Assuming you have discussed this with him, what was his reasoning for not performing prior to the video?


----------



## Crypsys (Apr 22, 2010)

iceit4me said:


> I am a attractive woman hired by Highlight Modeling Company and still he doesn't care about my needs.


I think sometimes you ladies have us guys pegged wrong in some aspects. Yes, we are visual creatures, and yes looks do help to a certain extent. But, they are NOT all that matters and not all that gets us going. There is an old saying "No matter how good she looks, some guy somewhere is tired of putting up with her". Please iceit, don't value yourself on your looks, value yourself on who and what you are, not what you look like.

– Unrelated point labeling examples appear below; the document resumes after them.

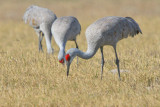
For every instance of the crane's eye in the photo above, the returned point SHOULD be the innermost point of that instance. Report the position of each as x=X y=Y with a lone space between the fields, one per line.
x=61 y=61
x=67 y=57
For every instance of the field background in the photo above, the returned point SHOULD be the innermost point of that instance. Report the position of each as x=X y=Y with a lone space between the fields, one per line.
x=29 y=78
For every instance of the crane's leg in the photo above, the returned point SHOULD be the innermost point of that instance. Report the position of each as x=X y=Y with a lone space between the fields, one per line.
x=117 y=62
x=48 y=36
x=77 y=48
x=102 y=62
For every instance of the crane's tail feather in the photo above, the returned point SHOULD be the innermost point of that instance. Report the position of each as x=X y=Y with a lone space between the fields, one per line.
x=134 y=27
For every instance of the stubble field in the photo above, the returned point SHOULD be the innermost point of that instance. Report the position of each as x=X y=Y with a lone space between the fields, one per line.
x=30 y=78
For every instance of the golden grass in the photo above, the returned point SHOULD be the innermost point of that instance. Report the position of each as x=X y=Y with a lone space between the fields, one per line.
x=30 y=78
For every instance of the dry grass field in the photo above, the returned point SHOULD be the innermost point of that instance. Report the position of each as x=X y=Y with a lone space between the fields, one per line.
x=29 y=78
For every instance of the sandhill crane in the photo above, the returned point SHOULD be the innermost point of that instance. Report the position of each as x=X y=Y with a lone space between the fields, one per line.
x=105 y=31
x=64 y=29
x=41 y=20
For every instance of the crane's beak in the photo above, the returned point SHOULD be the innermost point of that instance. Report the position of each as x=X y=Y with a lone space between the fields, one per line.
x=68 y=66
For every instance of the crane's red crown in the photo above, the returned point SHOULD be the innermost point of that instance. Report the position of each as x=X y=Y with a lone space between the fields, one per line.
x=61 y=61
x=67 y=57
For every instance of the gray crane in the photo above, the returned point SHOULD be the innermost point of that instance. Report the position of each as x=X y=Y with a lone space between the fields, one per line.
x=41 y=20
x=105 y=31
x=64 y=29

Have you sat down and spoke to him about your needs when your not in an argument? Have you outlined EXACTLY what you are looking for? Not beating around the bush and saying things like "I want to be pleased"? But told him directly "Babe, I'm feeling like my needs are not being met. Can you please start performing oral on me beforehand? Or rubbing my butt while you do X, etc"? We don't always think like you ladies do and things that are common sense to yall can be an alien concept to us.


----------



## iceit4me (Jun 20, 2010)

I have tried all the things that were suggested. He is onl concerned about his O. Things go way beyond the bedroom. I am wondering if he is having an affair. He works earlly comes home late. Has customers call him on his cell phone all the time as he is a plumber. Lately he has opened 3 different bank accounts without my fore knowing. I am very upset about. When confronted he said he did it so he could cash checks easier from clients. Sounds fishy to me. He totally forgot my birthday a mounth ago. Thought that the next day he would make it up to me. He didn't. I asked him about it and he said that after he missed my birthday " oh well". Wow! That tells me how much I mean to him or rather, how much he doesnt care about me. I just am so alone and unhappy.


----------



## Sad_in_NY (Jun 23, 2010)

Well, given those pieces of information I think you have a clear idea of what you need to do - leave him. He is clearly not at al concerend with your happiness and isn't worried that you will leave him. Have you ever given him any indication that you would leave him? And/or is he just taking you for granted? 

Seriously, after the details you have listed above, I am not sure why ou are asking us how he can satisfy you. "He is getting all the sex he wants from me" - if he is having an affair he is laughing at you. Why should he exert himself when you do what he wants anyway? 

I am sorry you are in the situation you are in, Cryspys is right you are more than your "head shots" or "Measurements" - get out of this marriage if he will not respect you.


----------



## 2Daughters (May 13, 2010)

He seems like a selfish person, did you not see the signs way back when?..he could be tired..do you brush your teeth before sex?...maybe he is screwing someone else...those are all questions you need to ask/find out about.


----------



## iceit4me (Jun 20, 2010)

Thanks for the replies. My hygene is not in question. I asked my H if he loves me and he says he does. Asked if he is seeing someone and he gets red in the face and offended. How would I even know if he is cheating? He works 1 1/2 hours away from home everyday. Has various customers call about plumbing issues. I do find weird is that last night I got up togo to te bathroom at 3:30 am and he had the computer on. Why? I don't know. I was up due to stomache flu so I didn't ask questions about it then. He bought a new barbeque grill for $600 dollars and tools at Home Depot for a grand total of $1,450.11 and didn'at even ask or consult me on it. When I asked him why he did it without asking me he said it was because I wasn't with him. Uggh! I'm pissed!


----------



## LostandNervous (Jul 13, 2010)

More then ever, If someone is getting red in the face and seems a bit more-then-normal agitated, they have something to hide. I don't want to give you any bad ideas/advice but it sounds extremely fishy that he has several separate bank accounts and has them call him on his cell. I'm strictly speaking from personal experience (I have a Bachelors in Criminal Justice: Investigations) but would suggest taking a day/time to kind of see if you can drive by where he is supposedly working or maybe see if his "late" night hours are really a work related call. Please, if this doesn't feel right to you, then DON'T do it. I'm just speaking my mind and am in no way saying he IS doing this.


----------